For this deal, DBRS Morningstar applied additional assumptions to evaluate the impact of potential cash flow disruptions on the rated tranches, stemming from (1) lower P&I collections and (2) limited servicing advances on delinquent P&I. These assumptions include:
(1) Increasing delinquencies for the AAA (sf) and AA (high) (sf) rating levels for the first 12 months,
(2) Increasing delinquencies for the A (low) (sf) and below rating levels for the first nine months,
(3) Applying no voluntary prepayments for the AAA (sf) and AA (high) (sf) rating levels for the first 12 months, and
(4) Delaying the receipt of liquidation proceeds for the AAA (sf) and AA (high) (sf) rating levels for the first 12 months.
For more information regarding rating methodologies and the coronavirus, please see the following DBRS Morningstar press releases and commentary: "DBRS Morningstar Provides Update on Rating Methodologies in Light of Measures to Contain Coronavirus Disease (COVID-19)," dated March 12, 2020; "DBRS Morningstar Global Structured Finance Rating Methodologies and Coronavirus Disease (COVID-19)," dated March 20, 2020; and Global Macroeconomic Scenarios: September Update, dated September 10, 2020.
The ratings reflect transactional strengths that include the following:
-- substantial borrower equity, robust loan attributes, and pool composition;
-- compliance with the ATR rules;
-- satisfactory third-party due-diligence review;
-- current loans; and
-- improved underwriting standards.
The transaction also includes the following challenges:
-- nonprime, non-QM, and investor loans;
-- three-month advances of delinquent P&I;
-- representations and warranties framework;
-- servicers’ financial capability;
-- foreign borrowers with no FICO score; and
-- borrowers on forbearance plans.
The full description of the strengths, challenges, and mitigating factors is detailed in the related presale report.
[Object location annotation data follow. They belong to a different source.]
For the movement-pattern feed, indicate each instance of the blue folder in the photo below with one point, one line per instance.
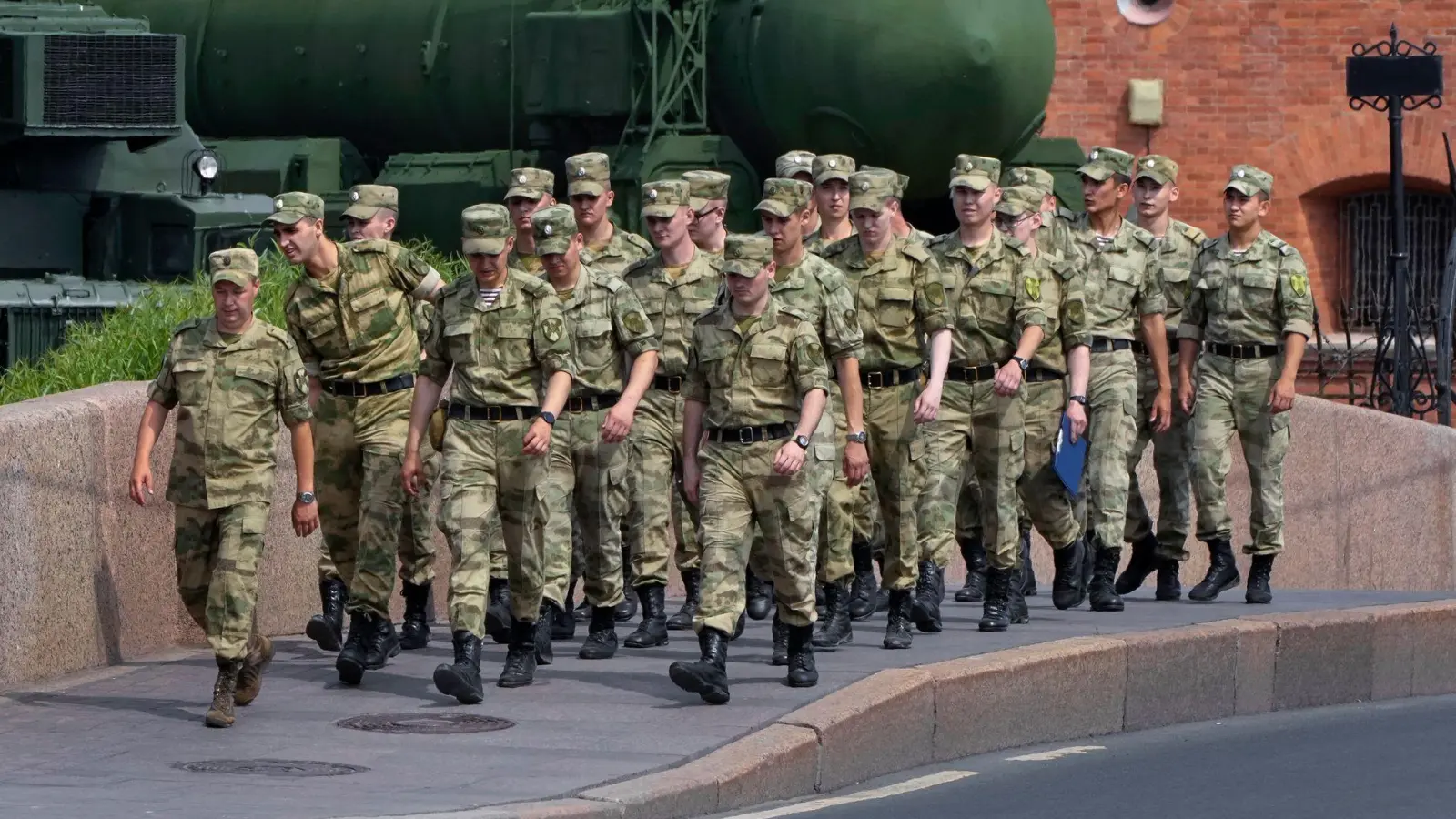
(1069, 458)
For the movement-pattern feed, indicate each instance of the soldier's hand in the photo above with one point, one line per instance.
(619, 423)
(928, 405)
(1281, 397)
(140, 482)
(790, 460)
(305, 518)
(538, 438)
(856, 464)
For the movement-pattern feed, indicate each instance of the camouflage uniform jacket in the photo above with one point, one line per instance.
(229, 397)
(501, 354)
(1252, 298)
(357, 324)
(756, 376)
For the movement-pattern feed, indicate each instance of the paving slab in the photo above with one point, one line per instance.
(118, 743)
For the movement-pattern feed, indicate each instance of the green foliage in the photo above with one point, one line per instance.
(128, 343)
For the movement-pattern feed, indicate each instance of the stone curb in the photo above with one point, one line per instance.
(1057, 691)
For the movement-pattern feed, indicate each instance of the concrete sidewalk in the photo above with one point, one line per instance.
(116, 745)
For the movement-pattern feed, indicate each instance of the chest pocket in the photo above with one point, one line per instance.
(193, 382)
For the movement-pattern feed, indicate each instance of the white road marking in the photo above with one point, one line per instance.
(1057, 753)
(919, 783)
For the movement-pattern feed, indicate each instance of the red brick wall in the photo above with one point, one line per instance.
(1259, 82)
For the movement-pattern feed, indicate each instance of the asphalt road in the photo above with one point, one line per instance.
(1390, 760)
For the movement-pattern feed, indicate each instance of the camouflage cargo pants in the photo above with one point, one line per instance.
(589, 486)
(983, 430)
(737, 489)
(490, 491)
(217, 552)
(657, 491)
(359, 450)
(1234, 398)
(1172, 460)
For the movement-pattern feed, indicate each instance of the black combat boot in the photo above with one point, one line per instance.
(328, 629)
(499, 611)
(602, 636)
(834, 630)
(925, 610)
(1168, 584)
(801, 658)
(996, 610)
(353, 659)
(897, 630)
(1028, 583)
(415, 632)
(521, 656)
(462, 680)
(708, 676)
(863, 593)
(1104, 598)
(973, 551)
(1223, 573)
(654, 618)
(1259, 589)
(761, 598)
(1139, 566)
(692, 586)
(1067, 588)
(781, 643)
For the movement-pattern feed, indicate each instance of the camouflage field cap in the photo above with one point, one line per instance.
(484, 229)
(1104, 162)
(589, 174)
(794, 162)
(834, 167)
(555, 228)
(1249, 181)
(1034, 177)
(1157, 167)
(975, 172)
(531, 182)
(783, 197)
(293, 206)
(703, 187)
(238, 266)
(662, 198)
(746, 254)
(368, 200)
(870, 189)
(1019, 200)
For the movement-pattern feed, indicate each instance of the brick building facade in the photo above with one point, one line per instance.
(1259, 82)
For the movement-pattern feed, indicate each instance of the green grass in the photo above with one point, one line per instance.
(128, 343)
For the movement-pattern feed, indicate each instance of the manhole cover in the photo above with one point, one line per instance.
(271, 767)
(426, 723)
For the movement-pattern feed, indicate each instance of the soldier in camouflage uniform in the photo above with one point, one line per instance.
(349, 312)
(903, 310)
(1125, 288)
(373, 215)
(1249, 292)
(995, 293)
(232, 376)
(756, 376)
(502, 336)
(616, 353)
(1155, 188)
(674, 286)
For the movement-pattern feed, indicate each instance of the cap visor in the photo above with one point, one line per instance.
(488, 247)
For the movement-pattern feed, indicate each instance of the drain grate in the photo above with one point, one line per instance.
(426, 723)
(271, 767)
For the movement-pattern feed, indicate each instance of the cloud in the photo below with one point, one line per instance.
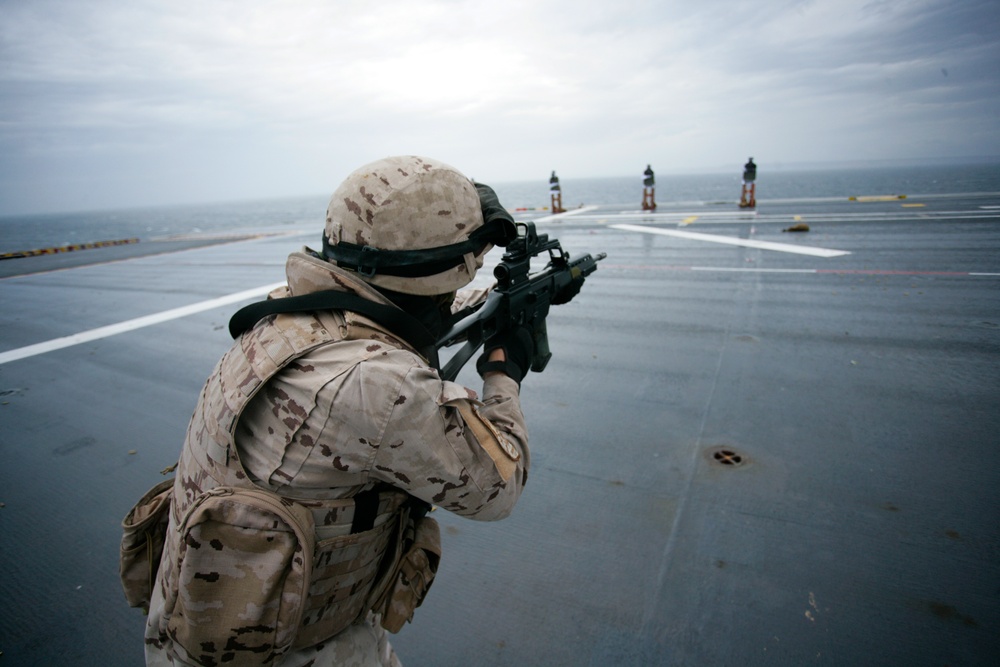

A description of how DBRS Morningstar considers ESG factors within the DBRS Morningstar analytical framework and its methodologies can be found at: https://www.dbrsmorningstar.com/research/357792.
All figures are in U.S. dollars unless otherwise noted.
The principal methodology is RMBS Insight 1.3: U.S. Residential Mortgage-Backed Securities Model and Rating Methodology (April 1, 2020), which can be found on dbrsmorningstar.com under Methodologies & Criteria.
For more information regarding rating methodologies and Coronavirus Disease (COVID-19), please see the following DBRS Morningstar press release: https://www.dbrsmorningstar.com/research/357883.
For more information regarding structured finance rating methodologies and Coronavirus Disease (COVID-19), please see the following DBRS Morningstar press release: https://www.dbrsmorningstar.com/research/358308.
The rated entity or its related entities did participate in the rating process for this rating action. DBRS Morningstar had access to the accounts and other relevant internal documents of the rated entity or its related entities in connection with this rating action.
Please see the related appendix for additional information regarding the sensitivity of assumptions used in the rating process.